Fragen nach Schuld, Schweigen und Verantwortung treten hervor, vor allem aber das: Was, wann, wie genau?
Auch das familiäre Umfeld wird sichtbar: die Mutter unter Druck, dem Vater entzieht sich das Gedächtnis. Aufarbeitung wird zur Belastungsprobe, Spurensuche zur schmerzhaften Arbeit: Die eigene Geschichte erscheint nicht als geschlossene Erzählung, sondern als brüchiges Feld aus Fragmenten, während Jeromes Körper zum Speicher dessen wird, was seinem Bewusstsein entzogen bleibt.

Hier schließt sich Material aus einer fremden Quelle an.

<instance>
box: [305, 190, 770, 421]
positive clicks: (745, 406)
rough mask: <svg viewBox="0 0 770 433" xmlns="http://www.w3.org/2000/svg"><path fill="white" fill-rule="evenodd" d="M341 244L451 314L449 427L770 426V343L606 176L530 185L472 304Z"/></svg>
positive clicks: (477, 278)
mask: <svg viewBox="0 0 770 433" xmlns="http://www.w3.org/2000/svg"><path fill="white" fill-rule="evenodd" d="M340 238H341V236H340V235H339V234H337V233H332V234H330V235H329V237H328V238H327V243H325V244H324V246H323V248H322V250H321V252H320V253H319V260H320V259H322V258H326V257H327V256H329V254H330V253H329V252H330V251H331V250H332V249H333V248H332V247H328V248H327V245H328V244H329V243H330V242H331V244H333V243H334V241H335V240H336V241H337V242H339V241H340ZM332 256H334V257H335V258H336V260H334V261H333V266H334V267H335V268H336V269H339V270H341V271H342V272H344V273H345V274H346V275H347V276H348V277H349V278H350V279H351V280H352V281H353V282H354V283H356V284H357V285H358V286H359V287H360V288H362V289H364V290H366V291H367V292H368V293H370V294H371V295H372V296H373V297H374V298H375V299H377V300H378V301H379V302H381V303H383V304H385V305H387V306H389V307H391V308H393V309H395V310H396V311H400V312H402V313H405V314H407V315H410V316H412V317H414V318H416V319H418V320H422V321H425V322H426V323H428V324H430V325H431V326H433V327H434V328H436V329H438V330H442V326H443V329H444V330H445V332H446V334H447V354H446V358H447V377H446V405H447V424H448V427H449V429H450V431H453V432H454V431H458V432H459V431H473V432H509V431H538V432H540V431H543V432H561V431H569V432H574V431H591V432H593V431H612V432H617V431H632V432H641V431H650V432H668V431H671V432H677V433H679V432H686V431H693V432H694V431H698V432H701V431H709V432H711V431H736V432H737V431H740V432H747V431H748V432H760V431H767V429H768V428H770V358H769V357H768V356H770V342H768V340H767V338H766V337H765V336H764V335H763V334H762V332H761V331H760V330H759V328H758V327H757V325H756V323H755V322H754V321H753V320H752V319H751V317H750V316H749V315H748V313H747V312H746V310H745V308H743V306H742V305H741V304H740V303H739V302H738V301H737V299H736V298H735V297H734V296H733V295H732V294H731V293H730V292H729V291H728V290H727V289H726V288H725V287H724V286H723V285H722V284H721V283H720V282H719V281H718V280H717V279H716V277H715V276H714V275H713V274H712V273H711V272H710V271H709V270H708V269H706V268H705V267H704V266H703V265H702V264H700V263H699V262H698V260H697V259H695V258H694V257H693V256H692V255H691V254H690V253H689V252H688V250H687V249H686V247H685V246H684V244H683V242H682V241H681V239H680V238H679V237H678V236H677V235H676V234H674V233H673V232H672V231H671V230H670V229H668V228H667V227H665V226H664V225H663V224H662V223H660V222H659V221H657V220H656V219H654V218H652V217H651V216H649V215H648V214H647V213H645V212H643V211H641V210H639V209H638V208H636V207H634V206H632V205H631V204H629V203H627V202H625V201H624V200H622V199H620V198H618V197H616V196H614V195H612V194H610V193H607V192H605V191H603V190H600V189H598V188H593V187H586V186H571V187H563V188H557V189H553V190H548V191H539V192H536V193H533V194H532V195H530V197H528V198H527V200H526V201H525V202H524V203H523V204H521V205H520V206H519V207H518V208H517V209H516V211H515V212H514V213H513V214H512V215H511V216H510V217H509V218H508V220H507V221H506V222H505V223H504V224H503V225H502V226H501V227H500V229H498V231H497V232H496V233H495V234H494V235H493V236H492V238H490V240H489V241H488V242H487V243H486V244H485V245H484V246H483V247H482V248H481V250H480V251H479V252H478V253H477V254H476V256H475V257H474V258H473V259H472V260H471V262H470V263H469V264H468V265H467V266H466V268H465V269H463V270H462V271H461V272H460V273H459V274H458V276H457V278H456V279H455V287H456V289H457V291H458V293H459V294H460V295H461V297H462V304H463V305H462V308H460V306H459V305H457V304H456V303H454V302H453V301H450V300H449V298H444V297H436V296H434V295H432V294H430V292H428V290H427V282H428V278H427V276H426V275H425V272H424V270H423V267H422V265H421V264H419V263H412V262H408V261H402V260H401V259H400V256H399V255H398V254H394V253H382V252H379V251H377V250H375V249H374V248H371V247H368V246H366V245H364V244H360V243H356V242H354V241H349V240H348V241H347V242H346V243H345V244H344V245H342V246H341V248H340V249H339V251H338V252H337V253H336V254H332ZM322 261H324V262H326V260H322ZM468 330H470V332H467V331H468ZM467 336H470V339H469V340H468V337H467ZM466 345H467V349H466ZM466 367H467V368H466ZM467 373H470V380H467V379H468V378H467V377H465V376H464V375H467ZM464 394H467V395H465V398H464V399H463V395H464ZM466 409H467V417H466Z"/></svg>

Die Selbstdokumentation verschiebt die Kameraethik. Zentral ist sein Blick: Was voyeuristisch wirken könnte, wird durch radikale Autorenschaft gebrochen. Statt Schaulust entsteht ein Schauwillen, der verstehen lässt, warum Jerome nicht ablassen kann. Markant ist die Konsequenz dieser Selbstexposition und die Frage, wie man sich dabei aushält. Am Ende steht kein Abschluss, sondern ein offener Prozess: die Weigerung, die eigene Narrative an den Täter und die Untätigen abzugeben - ein eindrücklicher Versuch der Selbstermächtigung mit der Kamera als Werkzeug.